Healthy, with matching sex-drive
We already know that yoga calms the mind and relieves stress. Now that we know it helps you become more aware of your body's sensations, strengths and limitations-all of which lend to a healthy sex life-let's delve into which poses can give you the most bang for your buck.
Improve your flexibility and strengthen your pelvic muscles with these four yogic asanas.
Seated Cat/Cow. Sitting with legs crossed, alternately arch your back as you inhale, and round your back as you exhale. Flow in and out of each arch as you please.
Camel. Kneel with an upright torso. Lean back, stretch your hips forward and touch your hands to your heels. Look up. Take deep breaths and stay in this position for one to two minutes.
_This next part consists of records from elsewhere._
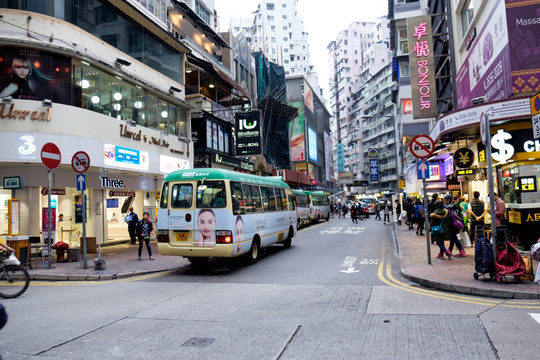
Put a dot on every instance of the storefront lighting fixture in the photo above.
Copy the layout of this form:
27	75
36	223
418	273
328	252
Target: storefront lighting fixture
122	62
7	100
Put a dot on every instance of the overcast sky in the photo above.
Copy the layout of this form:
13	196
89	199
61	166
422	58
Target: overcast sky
323	20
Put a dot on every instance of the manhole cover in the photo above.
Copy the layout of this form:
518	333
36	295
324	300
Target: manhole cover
199	342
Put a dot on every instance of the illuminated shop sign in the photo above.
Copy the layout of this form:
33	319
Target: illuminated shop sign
122	157
424	95
527	184
511	145
168	164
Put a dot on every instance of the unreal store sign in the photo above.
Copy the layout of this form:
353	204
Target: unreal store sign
248	133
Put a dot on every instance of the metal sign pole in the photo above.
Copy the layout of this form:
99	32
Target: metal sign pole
490	185
49	224
85	264
426	220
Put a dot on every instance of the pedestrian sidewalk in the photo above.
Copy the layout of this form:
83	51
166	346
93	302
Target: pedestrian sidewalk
121	262
456	274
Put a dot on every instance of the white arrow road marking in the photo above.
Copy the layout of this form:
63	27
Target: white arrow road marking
535	317
350	270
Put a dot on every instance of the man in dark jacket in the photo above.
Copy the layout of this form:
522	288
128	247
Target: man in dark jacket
132	219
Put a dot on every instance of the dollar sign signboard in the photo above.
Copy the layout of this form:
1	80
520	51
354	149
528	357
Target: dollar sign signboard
504	151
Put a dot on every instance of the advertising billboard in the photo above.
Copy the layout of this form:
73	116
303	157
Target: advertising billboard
32	74
312	144
422	69
486	69
248	133
297	134
523	17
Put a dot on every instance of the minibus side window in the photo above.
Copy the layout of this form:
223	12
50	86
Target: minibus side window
256	198
271	199
264	196
164	196
237	199
248	198
285	203
181	196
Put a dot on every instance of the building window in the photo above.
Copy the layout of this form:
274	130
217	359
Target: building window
202	12
467	15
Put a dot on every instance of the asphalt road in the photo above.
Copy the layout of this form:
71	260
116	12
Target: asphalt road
336	294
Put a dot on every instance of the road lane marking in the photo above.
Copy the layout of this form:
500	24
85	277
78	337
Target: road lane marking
536	317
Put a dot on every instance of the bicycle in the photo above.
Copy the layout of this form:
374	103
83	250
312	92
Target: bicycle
14	279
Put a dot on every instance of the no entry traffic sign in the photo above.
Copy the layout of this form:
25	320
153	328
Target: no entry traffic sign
80	162
50	156
422	146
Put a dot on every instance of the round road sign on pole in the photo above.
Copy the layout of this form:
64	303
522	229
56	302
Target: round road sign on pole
80	162
422	146
50	156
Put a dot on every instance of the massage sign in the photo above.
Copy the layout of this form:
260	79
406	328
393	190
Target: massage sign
421	63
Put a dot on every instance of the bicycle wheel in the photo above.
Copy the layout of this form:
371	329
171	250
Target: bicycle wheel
14	281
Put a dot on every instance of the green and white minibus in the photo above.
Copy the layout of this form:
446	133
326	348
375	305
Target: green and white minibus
320	206
207	213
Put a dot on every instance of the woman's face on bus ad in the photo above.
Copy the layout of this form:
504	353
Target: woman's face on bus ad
207	224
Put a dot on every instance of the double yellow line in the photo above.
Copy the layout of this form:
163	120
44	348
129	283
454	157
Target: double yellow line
384	274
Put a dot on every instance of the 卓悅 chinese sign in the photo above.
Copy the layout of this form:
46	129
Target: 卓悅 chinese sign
421	63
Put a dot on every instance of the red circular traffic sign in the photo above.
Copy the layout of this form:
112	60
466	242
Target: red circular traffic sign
50	156
80	162
422	146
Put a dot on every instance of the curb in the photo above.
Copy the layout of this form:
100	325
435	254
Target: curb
97	277
461	289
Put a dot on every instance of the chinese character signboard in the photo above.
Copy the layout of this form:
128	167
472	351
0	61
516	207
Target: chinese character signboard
248	133
421	63
297	134
486	69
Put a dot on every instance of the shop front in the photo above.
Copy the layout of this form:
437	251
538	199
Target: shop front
515	159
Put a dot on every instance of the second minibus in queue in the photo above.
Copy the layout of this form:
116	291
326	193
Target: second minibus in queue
312	206
207	213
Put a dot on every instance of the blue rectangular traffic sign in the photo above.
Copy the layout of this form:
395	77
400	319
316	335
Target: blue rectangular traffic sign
81	182
422	169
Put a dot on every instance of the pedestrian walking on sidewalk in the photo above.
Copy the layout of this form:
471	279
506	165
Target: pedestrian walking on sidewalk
132	220
398	211
419	213
144	228
439	217
409	208
454	212
476	212
387	210
377	211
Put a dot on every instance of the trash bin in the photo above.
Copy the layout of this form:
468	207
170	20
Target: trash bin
91	246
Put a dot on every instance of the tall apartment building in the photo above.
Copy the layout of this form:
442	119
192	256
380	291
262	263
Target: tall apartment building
278	32
358	53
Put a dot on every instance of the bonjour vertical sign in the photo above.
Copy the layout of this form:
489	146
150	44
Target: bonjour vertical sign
421	64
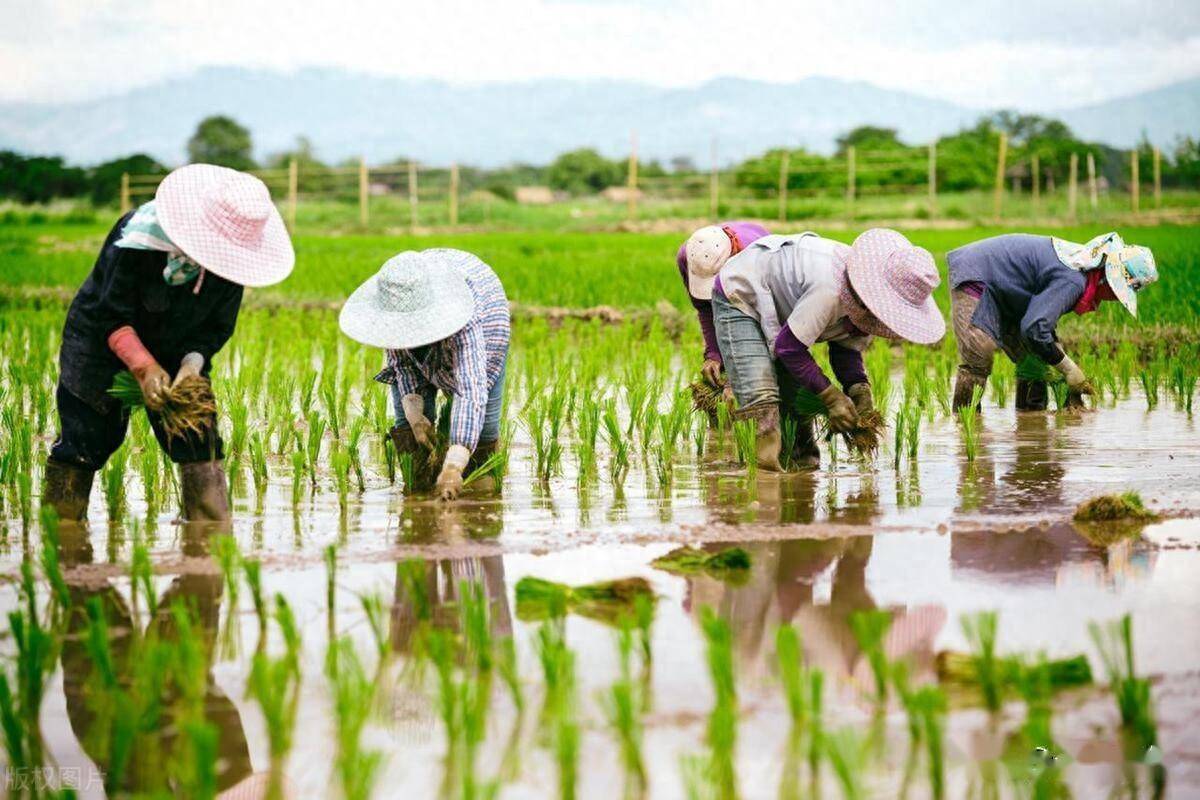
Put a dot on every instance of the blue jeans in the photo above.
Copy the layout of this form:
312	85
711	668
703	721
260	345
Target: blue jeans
492	413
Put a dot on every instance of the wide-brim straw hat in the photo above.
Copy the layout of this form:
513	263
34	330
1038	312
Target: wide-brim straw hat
895	281
415	299
707	250
226	222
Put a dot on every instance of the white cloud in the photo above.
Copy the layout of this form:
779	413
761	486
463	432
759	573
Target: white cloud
985	54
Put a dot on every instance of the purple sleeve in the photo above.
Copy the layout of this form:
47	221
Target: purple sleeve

Shoulder Stand. Lying on your back, lift legs over your head so that most of your weight rests on your head and shoulders. Pushing your shoulder into the mat and supporting your lower back with your hands, lift your legs so that your feet reach up toward the ceiling. Remember to breathe, and hold for 30 to 60 seconds.
Bow Pose. Lie on your stomach, placing a blanket underneath the hips if you'd like extra padding. Reach your hands back and take hold of your ankles. Inhale and draw your torso and legs off the floor, balancing your body on your thighs if possible. Draw your feet closer together.